今年11月、全国のウミガメ研究者や保護団体の方々が集まる
「日本ウミガメ会議」が、静岡県牧之原市で開催されます。
ウミガメの生態についてはまだ解明されていないことが多く、
毎年この会議で全国各地のウミガメの調査結果や保護活動についての報告が行われています。

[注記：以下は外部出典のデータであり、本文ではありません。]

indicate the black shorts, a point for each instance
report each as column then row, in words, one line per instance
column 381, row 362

この牧之原市の相良海岸で、アカウミガメの観察・保護を行っている
ボランティア団体が「カメハメハ王国」です。
相良海岸では、かつてアカウミガメの産卵・孵化が多くみられたそうですが、
その数は年々減っているのが現状です。
原因のひとつとして砂浜の侵食が挙げられており、定期的に砂浜の状況を調査したり、
砂が風で飛ばされるのを防ぐ生垣を作ったりする活動を行っています。
また、産み落とされた卵の保護、海岸清掃、地域の皆さんへの啓蒙活動等、
「カメハメハ王国」の活動は多岐にわたっています。
“王国”というだけあって、スタッフは“大王”をはじめ、“女王”“大臣”などと
名付けられていて、“憲法”まで制定されているところがユニークな点。
建国したのは15年前、その後、賛同した“国民”が増え、
地域の皆さんの意識も徐々に向上してきました。
毎年夏には生物学を学ぶための合宿を開くなど、“王国”の次の世代を担う
子供たちへの環境教育にも力を入れ、さらなる発展が期待されています。
そして、今年11月には、全国からウミガメの研究者や保護団体のメンバーが集まる
「日本ウミガメ会議」が牧之原市で開催されます。
学術的な研究結果や各地の取り組みが発表されるそうですよ。